United Launch Alliance engineers and technicians recently completed a successful pathfinder exercise to assess procedures and operations in Cape Canaveral, Florida, in preparation for the first Vulcan Centaur launch in 2021.
The pathfinder used a mass simulator built specifically to mimic the mass of Vulcan Centaur's core stage, as well as an outer diameter of 17.7 feet. The simulator was transported from the Port Canaveral wharf, where the R/S RocketShip will deliver Vulcan Centaur rockets, to ULA facilities for processing.
The highlight of the rehearsal was hoisting the simulator at the Vertical Integration Facility (VIF) to verify the tools and techniques that will be employed next year for the next-generation rocket's maiden launch campaign.
This valuable pathfinder exercise proved that all of the new ground support equipment and modifications to the VIF can support both the Atlas V and much larger Vulcan Centaur. The two distinctly different rocket families will share the assembly building and Space Launch Complex-41 (SLC-41) for the next several years as Atlas operations wind down and Vulcan Centaur launches ramp up. The modifications made to the VIF created a flexible facility that can be quickly reconfigured to support either Vulcan Centaur or Atlas V.
SLC-41 will be the first launch pad in the world to serve two entirely separate rocket families at the same time. The differences between Atlas and Vulcan Centaur include their size, the types of fuel used and the main engines that power them skyward. The Atlas V first stage is 12.5 feet diameter, uses a highly refined kerosene, called RP-1, and an RD-180 engine. Vulcan Centaur is 17.7 feet wide, will be powered by liquefied natural gas propellant, and use two BE-4 main engines.

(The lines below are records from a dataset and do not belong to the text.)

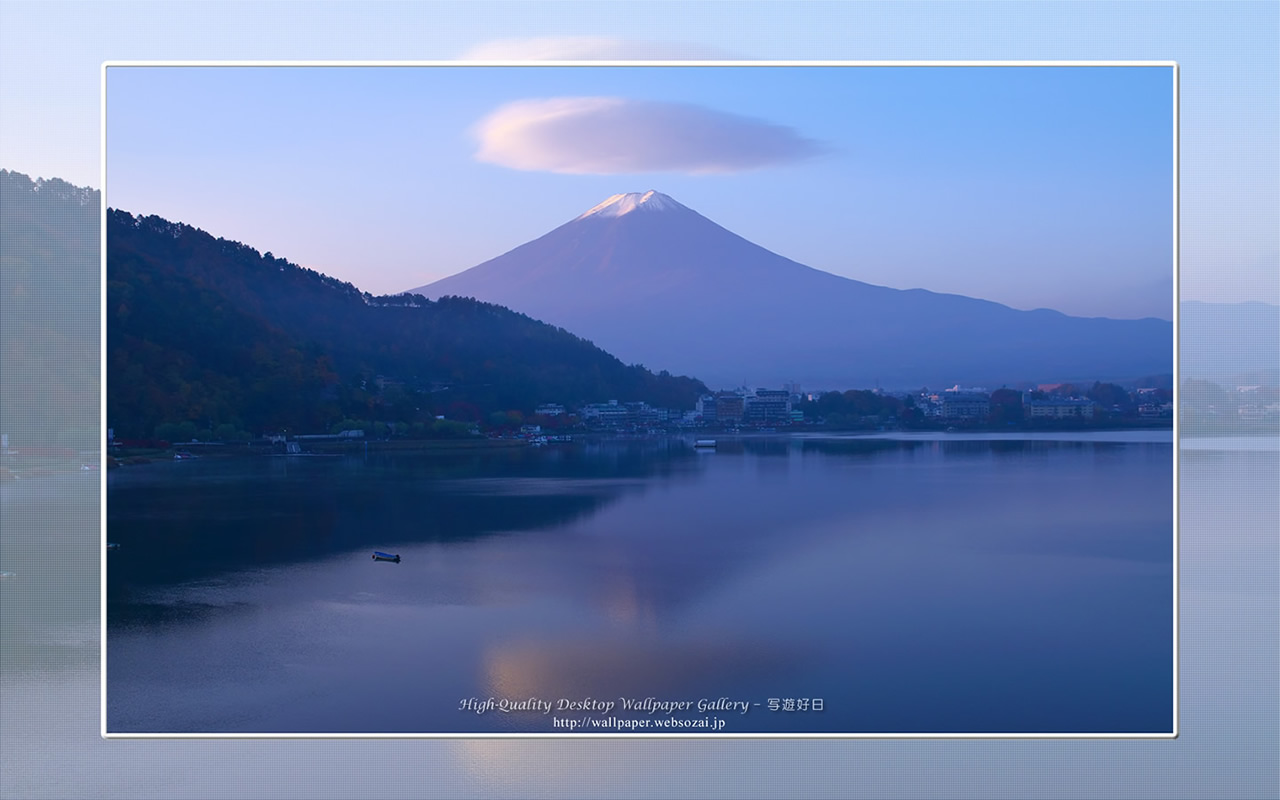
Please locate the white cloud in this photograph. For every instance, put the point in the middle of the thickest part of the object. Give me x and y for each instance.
(608, 136)
(588, 49)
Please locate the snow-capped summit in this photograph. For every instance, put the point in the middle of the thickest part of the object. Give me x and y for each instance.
(675, 291)
(618, 205)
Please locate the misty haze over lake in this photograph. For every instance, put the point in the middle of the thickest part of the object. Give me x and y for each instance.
(951, 584)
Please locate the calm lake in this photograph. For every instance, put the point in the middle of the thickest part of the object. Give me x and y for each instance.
(905, 584)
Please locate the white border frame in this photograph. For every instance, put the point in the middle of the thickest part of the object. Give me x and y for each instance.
(620, 735)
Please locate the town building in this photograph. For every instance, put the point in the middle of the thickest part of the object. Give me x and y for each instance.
(768, 406)
(965, 406)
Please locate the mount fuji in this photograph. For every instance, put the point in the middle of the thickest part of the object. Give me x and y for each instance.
(653, 282)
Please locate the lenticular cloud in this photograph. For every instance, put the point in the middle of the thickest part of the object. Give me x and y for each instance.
(608, 136)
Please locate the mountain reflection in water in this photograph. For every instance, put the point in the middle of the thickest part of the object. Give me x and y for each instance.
(926, 585)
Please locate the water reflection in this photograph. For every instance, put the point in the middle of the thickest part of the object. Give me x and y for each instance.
(900, 579)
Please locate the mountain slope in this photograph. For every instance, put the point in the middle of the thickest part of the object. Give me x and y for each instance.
(647, 278)
(49, 311)
(213, 332)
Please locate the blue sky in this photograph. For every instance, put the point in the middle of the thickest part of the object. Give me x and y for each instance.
(1036, 187)
(1230, 252)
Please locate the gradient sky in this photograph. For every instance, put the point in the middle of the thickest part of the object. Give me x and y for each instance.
(1036, 187)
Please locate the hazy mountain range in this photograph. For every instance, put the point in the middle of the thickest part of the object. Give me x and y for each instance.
(657, 283)
(213, 332)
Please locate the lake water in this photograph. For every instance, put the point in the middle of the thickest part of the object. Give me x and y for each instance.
(910, 584)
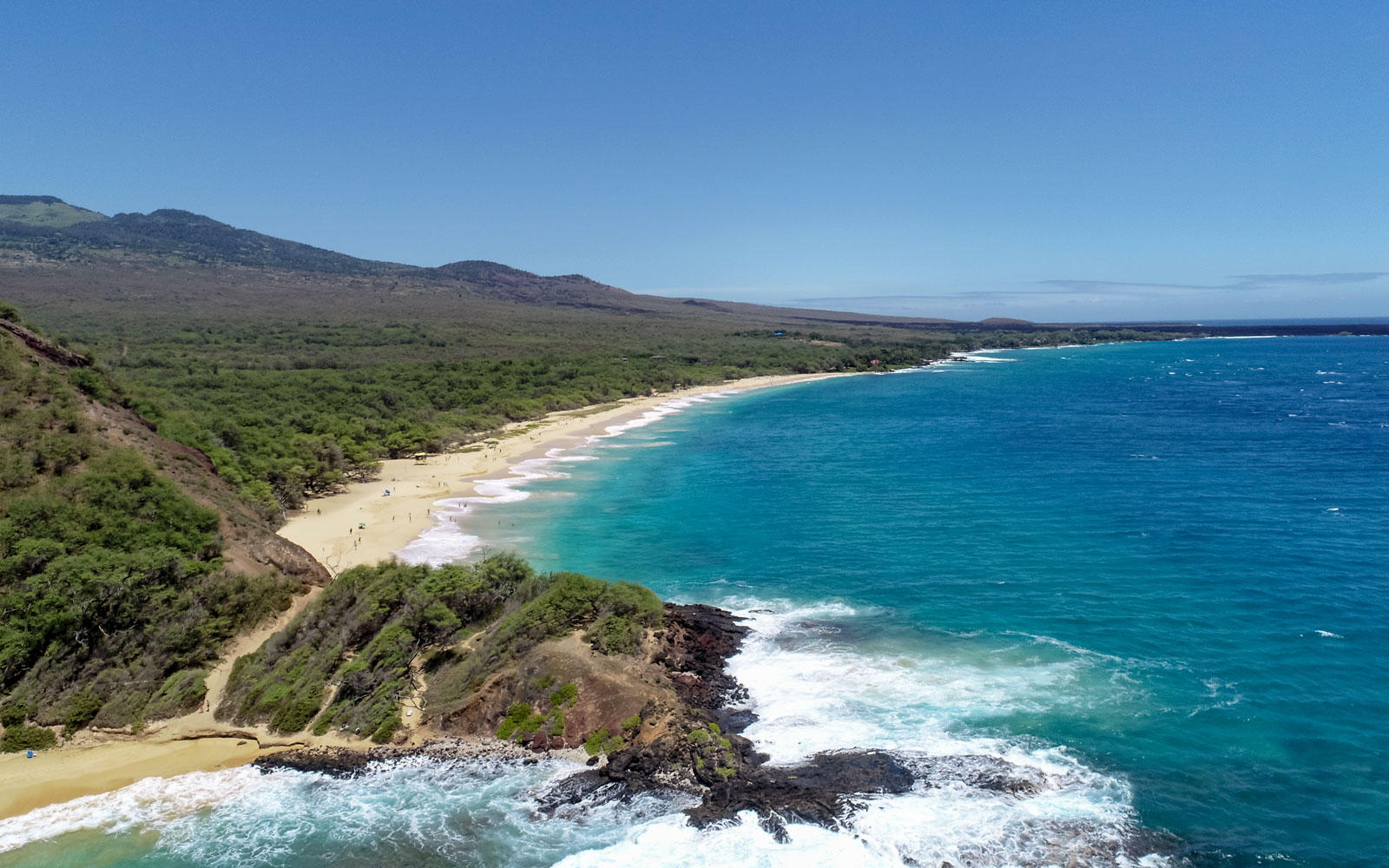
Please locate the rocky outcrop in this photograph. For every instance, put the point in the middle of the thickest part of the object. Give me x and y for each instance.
(46, 347)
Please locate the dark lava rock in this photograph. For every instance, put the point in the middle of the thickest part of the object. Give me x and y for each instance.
(333, 761)
(816, 792)
(699, 639)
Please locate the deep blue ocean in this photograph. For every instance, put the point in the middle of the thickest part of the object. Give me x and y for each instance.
(1156, 574)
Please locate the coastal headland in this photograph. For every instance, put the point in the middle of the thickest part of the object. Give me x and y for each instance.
(96, 761)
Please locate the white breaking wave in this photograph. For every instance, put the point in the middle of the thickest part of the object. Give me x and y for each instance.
(448, 541)
(813, 694)
(810, 691)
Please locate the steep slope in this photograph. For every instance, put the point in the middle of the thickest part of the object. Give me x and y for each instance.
(125, 562)
(48, 212)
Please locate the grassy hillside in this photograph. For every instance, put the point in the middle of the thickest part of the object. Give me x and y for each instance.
(43, 212)
(115, 583)
(345, 663)
(298, 368)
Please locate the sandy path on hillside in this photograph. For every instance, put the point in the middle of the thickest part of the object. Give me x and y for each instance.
(99, 763)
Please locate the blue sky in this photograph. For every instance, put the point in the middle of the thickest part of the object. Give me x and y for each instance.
(1041, 160)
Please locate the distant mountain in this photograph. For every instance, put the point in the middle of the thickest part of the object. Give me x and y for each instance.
(49, 226)
(171, 247)
(43, 212)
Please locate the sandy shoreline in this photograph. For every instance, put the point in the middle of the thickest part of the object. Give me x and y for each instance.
(330, 531)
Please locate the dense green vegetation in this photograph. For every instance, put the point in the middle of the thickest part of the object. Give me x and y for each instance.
(284, 435)
(113, 594)
(298, 368)
(344, 664)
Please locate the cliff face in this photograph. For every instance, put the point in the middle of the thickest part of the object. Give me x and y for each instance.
(125, 562)
(671, 685)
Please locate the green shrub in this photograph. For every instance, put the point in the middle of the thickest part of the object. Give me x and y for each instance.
(613, 745)
(181, 694)
(594, 745)
(517, 714)
(14, 714)
(616, 635)
(82, 707)
(566, 696)
(27, 738)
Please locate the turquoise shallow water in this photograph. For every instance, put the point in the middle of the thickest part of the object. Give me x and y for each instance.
(1155, 574)
(1198, 531)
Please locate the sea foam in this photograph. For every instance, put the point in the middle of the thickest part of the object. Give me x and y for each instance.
(449, 541)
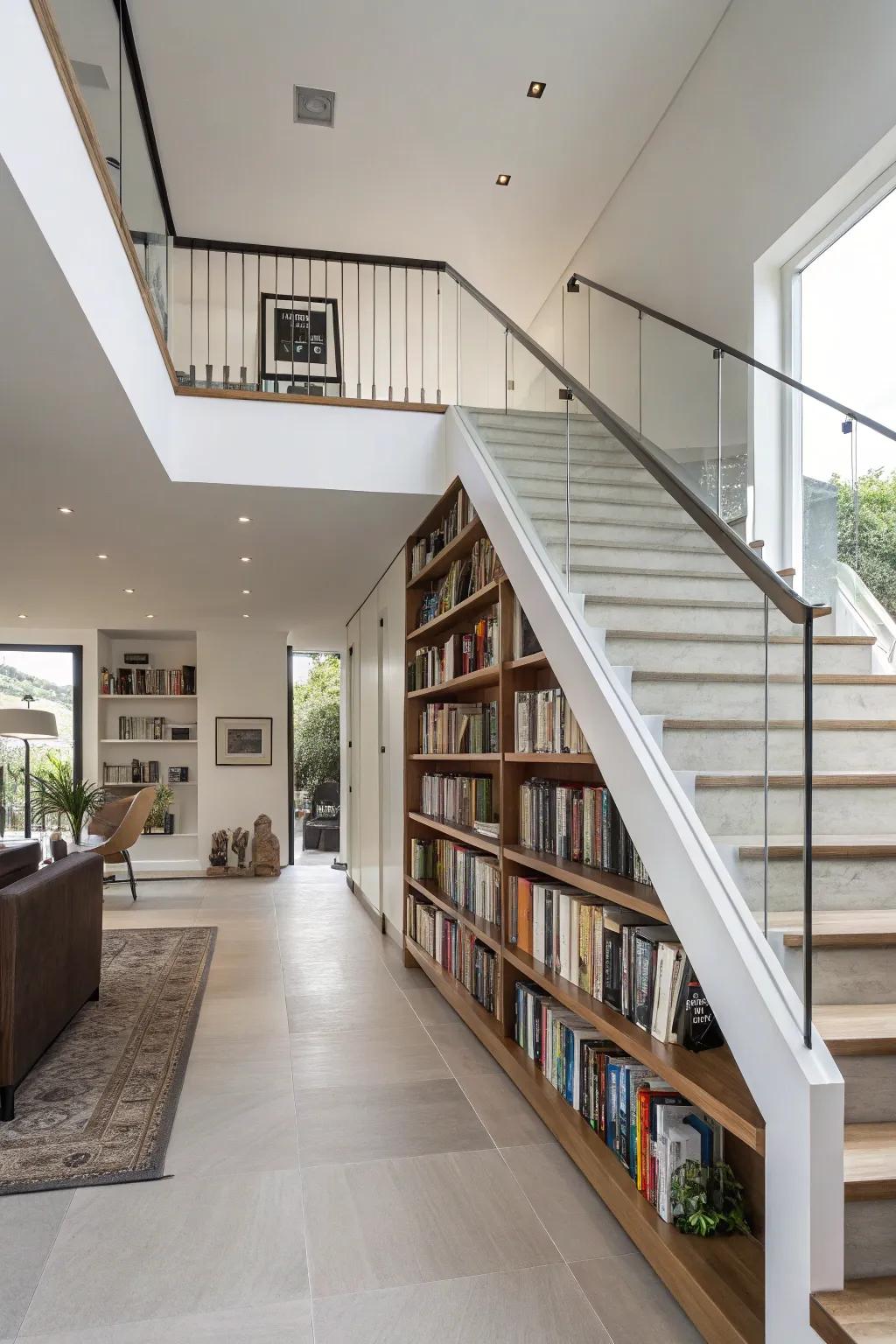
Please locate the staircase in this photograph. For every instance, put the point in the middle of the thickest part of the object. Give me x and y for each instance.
(684, 631)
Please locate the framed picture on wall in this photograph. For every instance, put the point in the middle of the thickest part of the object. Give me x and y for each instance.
(300, 344)
(243, 741)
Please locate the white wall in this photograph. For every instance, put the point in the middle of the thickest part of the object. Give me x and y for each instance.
(375, 807)
(241, 674)
(782, 102)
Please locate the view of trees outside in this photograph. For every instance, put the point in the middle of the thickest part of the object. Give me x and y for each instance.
(47, 677)
(316, 691)
(848, 303)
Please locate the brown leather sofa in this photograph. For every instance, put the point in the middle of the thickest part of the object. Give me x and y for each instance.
(50, 948)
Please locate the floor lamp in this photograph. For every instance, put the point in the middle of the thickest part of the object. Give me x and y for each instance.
(29, 726)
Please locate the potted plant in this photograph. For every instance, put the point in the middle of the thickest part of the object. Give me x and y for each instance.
(57, 794)
(156, 819)
(708, 1200)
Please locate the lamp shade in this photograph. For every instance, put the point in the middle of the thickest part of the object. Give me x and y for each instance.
(34, 724)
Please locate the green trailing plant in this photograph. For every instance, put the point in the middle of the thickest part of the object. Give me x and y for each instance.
(710, 1200)
(164, 797)
(57, 794)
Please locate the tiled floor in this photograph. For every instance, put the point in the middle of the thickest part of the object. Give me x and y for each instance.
(349, 1167)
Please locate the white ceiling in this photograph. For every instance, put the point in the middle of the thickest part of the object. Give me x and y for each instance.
(69, 437)
(430, 107)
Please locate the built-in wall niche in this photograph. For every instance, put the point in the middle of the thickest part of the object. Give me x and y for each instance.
(150, 737)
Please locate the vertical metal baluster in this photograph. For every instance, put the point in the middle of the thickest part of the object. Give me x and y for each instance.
(718, 355)
(192, 368)
(808, 834)
(438, 338)
(765, 785)
(358, 296)
(208, 368)
(226, 366)
(406, 336)
(242, 343)
(374, 343)
(422, 379)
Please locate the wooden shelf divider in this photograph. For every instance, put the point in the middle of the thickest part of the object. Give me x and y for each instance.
(719, 1283)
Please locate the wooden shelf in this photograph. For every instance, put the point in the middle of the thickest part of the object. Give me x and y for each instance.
(489, 933)
(551, 757)
(441, 564)
(718, 1280)
(621, 892)
(710, 1080)
(466, 835)
(482, 597)
(456, 756)
(481, 676)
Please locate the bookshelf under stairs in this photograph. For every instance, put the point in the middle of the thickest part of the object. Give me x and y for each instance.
(719, 1283)
(147, 717)
(684, 629)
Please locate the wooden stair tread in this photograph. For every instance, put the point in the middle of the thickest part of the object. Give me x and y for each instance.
(863, 1313)
(837, 928)
(858, 1028)
(870, 1161)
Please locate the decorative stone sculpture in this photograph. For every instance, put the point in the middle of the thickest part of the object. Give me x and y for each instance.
(265, 848)
(238, 845)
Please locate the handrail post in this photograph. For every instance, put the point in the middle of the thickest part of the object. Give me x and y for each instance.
(808, 839)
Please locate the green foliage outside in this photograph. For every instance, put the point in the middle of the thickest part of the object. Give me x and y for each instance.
(876, 533)
(316, 724)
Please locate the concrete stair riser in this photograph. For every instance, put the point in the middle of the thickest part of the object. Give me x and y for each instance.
(870, 1248)
(743, 749)
(718, 656)
(746, 699)
(843, 810)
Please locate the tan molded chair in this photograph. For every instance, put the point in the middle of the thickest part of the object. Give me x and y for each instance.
(121, 822)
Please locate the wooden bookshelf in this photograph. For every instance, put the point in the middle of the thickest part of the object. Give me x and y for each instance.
(719, 1283)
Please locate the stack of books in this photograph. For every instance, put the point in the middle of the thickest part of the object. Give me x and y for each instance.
(453, 948)
(464, 799)
(578, 822)
(649, 1125)
(148, 680)
(609, 952)
(544, 722)
(458, 727)
(469, 879)
(427, 547)
(461, 654)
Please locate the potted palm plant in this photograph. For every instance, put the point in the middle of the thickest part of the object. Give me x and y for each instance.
(57, 794)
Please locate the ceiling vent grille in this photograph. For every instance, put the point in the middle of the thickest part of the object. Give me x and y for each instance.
(316, 107)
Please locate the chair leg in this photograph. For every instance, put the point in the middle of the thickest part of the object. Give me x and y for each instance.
(130, 874)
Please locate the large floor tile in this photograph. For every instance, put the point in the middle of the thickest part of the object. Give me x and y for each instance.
(416, 1219)
(633, 1303)
(366, 1057)
(575, 1216)
(29, 1225)
(401, 1120)
(281, 1323)
(539, 1306)
(504, 1112)
(172, 1248)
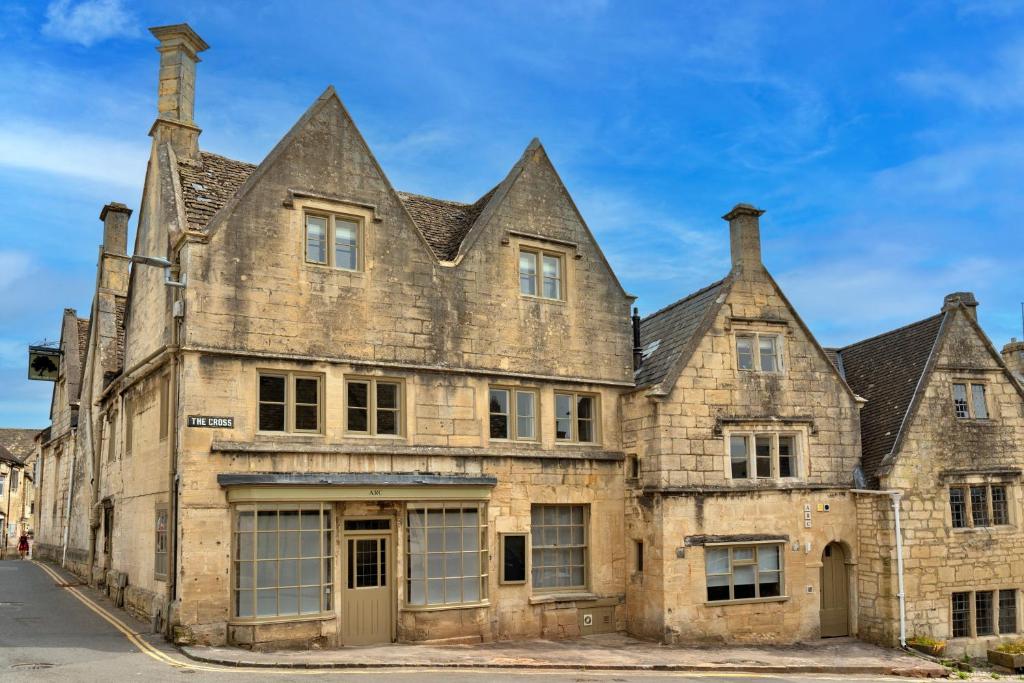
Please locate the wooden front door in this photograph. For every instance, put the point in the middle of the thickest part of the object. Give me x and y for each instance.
(835, 593)
(368, 585)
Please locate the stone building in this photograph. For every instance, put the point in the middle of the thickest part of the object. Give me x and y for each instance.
(944, 426)
(309, 410)
(17, 457)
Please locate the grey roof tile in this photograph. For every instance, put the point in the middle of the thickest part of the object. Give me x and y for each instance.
(665, 333)
(886, 371)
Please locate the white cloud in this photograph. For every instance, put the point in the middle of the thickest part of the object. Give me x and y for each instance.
(1000, 87)
(13, 265)
(33, 146)
(88, 22)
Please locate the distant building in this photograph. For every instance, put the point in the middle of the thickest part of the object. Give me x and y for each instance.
(345, 414)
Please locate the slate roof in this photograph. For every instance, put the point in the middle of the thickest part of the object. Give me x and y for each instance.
(209, 183)
(443, 223)
(665, 333)
(18, 442)
(886, 371)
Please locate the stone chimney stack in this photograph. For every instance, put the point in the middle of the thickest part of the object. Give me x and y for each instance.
(744, 236)
(966, 298)
(114, 264)
(1013, 355)
(179, 48)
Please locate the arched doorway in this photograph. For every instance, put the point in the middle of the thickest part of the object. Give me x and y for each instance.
(835, 593)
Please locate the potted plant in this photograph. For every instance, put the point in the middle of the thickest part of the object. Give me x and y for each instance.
(1009, 654)
(928, 645)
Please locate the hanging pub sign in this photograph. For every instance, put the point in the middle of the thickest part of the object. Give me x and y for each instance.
(44, 364)
(211, 421)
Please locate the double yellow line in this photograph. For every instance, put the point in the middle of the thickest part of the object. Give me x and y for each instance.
(146, 648)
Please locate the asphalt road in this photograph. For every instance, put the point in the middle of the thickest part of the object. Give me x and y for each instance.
(47, 634)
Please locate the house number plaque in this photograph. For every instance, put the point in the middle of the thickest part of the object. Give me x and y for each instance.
(210, 421)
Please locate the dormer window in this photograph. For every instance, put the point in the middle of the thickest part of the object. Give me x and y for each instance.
(758, 352)
(541, 273)
(334, 241)
(973, 404)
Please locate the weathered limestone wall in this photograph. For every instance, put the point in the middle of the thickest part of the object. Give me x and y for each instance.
(688, 615)
(940, 450)
(254, 291)
(682, 441)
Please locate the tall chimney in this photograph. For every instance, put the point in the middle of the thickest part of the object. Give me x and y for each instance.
(965, 298)
(744, 236)
(1013, 355)
(637, 350)
(179, 48)
(114, 265)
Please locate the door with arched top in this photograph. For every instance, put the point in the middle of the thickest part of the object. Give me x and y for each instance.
(835, 593)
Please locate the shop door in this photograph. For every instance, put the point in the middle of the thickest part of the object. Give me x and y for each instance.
(368, 591)
(835, 593)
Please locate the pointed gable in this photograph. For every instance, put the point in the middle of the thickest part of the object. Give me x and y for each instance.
(666, 334)
(887, 370)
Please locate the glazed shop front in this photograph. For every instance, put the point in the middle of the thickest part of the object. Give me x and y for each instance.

Each rocket family will have its own dedicated Mobile Launch Platform (MLP). Vulcan Centaur's MLP is being outfitted with electrical and fluid lines at the nearby Spaceflight Processing Operations Center (SPOC), which is connected to the VIF and SLC-41 by rail.
The first Vulcan Centaur rocket that will perform its inaugural flight is already under construction at ULA's manufacturing factory in Decatur, Alabama.